L'objectif du RPCA est de prévenir les crimes alimentaires.
© www.oxfam.org/I. Fuhrmann

Une réunion du RPCA, le Réseau de prévention des crises alimentaires, s'est achevée mercredi 18 avril à Paris, au siège de l'OCDE, l'Organisation de coopération et de développement économique. Ce réseau est composé des Etats d'Afrique de l'Ouest, d'institutions régionales comme l’Uemoa, la Cedeao, d'ONG, de partenaires au développement comme le Programme alimentaire mondial et d'organisations paysannes et pastorales. Son objectif est d'assurer une veille de la production agricole en Afrique de l'Ouest, afin de prévenir l'insécurité alimentaire.

Pour agir, il faut d'abord savoir. C'est pourquoi, le premier objectif du RPCA est de récolter les résultats des campagnes agricoles pays par pays. A partir de là, les plans de réponse d'urgence sont élaborés.

Jonas Gbian, commissaire à l'agriculture de l'Uemoa, rappelle qu’ils disposent de « plans nationaux de réponse, qui permettent de prévoir les zones à risque qu’il faut cibler ». Au niveau de la Cedeao, ils ont aussi « un stock régional qui permet de faire face à ces situations ». Seulement, leur objectif premier n’est « pas de faire face aux crises », mais de les « prévenir ». Dans ce but, le RPCA a « discuté de comment investir dans l’agriculture ».
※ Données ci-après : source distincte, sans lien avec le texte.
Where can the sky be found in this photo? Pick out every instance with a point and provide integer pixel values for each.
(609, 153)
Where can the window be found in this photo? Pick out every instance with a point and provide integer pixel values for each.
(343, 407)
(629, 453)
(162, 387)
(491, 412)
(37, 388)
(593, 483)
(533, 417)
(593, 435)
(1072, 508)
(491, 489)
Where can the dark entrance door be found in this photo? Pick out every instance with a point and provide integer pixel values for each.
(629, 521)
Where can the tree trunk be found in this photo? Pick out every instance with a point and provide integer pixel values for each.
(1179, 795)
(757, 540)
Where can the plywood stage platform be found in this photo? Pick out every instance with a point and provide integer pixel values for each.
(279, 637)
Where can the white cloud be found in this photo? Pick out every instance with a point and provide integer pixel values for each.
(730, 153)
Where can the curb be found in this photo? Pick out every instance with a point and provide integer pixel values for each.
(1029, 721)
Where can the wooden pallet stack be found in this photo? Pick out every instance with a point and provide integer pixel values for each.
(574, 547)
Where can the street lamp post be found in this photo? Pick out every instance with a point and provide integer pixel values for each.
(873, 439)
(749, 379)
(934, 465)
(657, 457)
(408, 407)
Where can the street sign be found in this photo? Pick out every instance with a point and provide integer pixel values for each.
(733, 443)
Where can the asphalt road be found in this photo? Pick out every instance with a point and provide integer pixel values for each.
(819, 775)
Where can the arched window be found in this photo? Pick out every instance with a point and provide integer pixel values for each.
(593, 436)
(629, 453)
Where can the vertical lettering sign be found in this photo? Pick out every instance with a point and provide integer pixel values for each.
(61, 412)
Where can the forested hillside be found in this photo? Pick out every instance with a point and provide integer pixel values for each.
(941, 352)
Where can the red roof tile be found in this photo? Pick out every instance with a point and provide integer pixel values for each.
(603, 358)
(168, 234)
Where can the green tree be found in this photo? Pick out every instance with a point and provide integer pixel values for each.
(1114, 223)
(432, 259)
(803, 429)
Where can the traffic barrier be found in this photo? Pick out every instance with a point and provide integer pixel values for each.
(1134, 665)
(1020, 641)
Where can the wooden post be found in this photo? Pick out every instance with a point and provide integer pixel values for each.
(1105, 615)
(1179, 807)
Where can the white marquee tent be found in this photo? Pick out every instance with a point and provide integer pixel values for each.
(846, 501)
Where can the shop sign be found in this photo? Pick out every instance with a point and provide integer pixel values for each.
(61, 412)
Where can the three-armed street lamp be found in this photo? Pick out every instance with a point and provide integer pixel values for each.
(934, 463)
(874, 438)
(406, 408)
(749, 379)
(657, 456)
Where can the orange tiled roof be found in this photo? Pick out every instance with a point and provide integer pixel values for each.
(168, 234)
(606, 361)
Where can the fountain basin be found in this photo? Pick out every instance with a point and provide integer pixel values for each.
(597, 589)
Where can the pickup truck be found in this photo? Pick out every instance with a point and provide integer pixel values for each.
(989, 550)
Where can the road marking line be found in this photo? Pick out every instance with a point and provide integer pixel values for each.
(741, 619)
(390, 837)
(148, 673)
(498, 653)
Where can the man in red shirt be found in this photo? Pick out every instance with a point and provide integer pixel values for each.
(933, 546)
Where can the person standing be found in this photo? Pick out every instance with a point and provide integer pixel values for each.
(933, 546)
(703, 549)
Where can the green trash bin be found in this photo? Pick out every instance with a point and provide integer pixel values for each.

« Les administrations ne sont pas rapides »

Cette année, la campagne agricole souffre de la sécheresse. Des pluies précoces ou trop courtes ont nui à la production céréalière. Les fourrages viennent également à manquer ce qui provoque une transhumance prématurée. Pour Mamadou Cissokho, président d'honneur du Réseau des organisations paysannes et des producteurs d'Afrique de l'Ouest, il y a urgence mais les réponses tardent à venir.

Malgré « toute la disponibilité des informations, les réponses n’ont pas été actionnées pour le moment », déplore-t-il. A ses yeux, le principal problème, c’est la multiplicité des acteurs impliqués. Entre « les acteurs nationaux, le gouvernement, leurs services, les organisations de producteurs, les ONG, des acteurs internationaux comme le Pam ou L’Unicef » ou encore les partenaires au développement, il faut trouver « une entente », ce qui est d’autant plus compliqué que « les administrations ne sont pas rapides ».

Aujourd'hui près de 8 millions de personnes sont en situation d'insécurité alimentaire en Afrique de l'Ouest.